<1% Free Memory (Reset Programmatically?

I had a rouge “for loop” allocating >500 MB of device memory each time. The program crashed without being able to run cudaFree() and it seems the memory is locked up on the device. I am compiling with CUDA ART 2000 on CentOS with a Tesla C870 (soon migrating to a C1060). Obviously I can just reset the system, but my concern is when this become deployed, is it possible to free the GPU memory programatically prior to initializing the main computations to ensure the state of the device as well as the amount of memory available for computation?

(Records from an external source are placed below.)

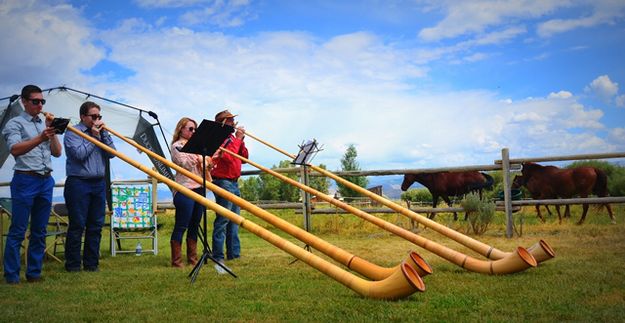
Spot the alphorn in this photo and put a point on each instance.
(401, 284)
(541, 251)
(512, 263)
(355, 263)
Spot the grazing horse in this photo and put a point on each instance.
(445, 184)
(549, 182)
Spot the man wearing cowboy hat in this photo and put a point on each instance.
(225, 174)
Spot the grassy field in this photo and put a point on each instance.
(585, 282)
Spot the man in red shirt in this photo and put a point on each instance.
(226, 173)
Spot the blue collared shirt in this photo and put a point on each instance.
(25, 127)
(84, 158)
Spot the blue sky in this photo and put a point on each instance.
(412, 84)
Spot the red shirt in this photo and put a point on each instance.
(226, 165)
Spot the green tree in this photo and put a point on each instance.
(320, 183)
(250, 188)
(349, 163)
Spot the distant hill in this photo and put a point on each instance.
(391, 185)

Additionally, why does cudaGetDeviceProperties.totalGlobalMem report different value than cuMemGetInfo

Device: Tesla C870, 1350 MHz clock, 1536 MB memory.
^^^^ Free : 42 bytes (0 KB) (0 MB)
^^^^ Total: 2513032896 bytes (2454133 KB) (2396 MB)
^^^^ 0.000002% free, 99.999998% used

The driver is supposed to free device memory automatically after your program terminates, even if you don’t call cudaFree(). Are you sure the crashed program has terminated, and isn’t stuck in a zombie state? If memory is staying allocated after program termination, then that is definitely a driver bug.

ps and top show no “zombie” processes and I am the only user logged into the machine

Same happened to me and I had to restart the host and devices (I have an S1070).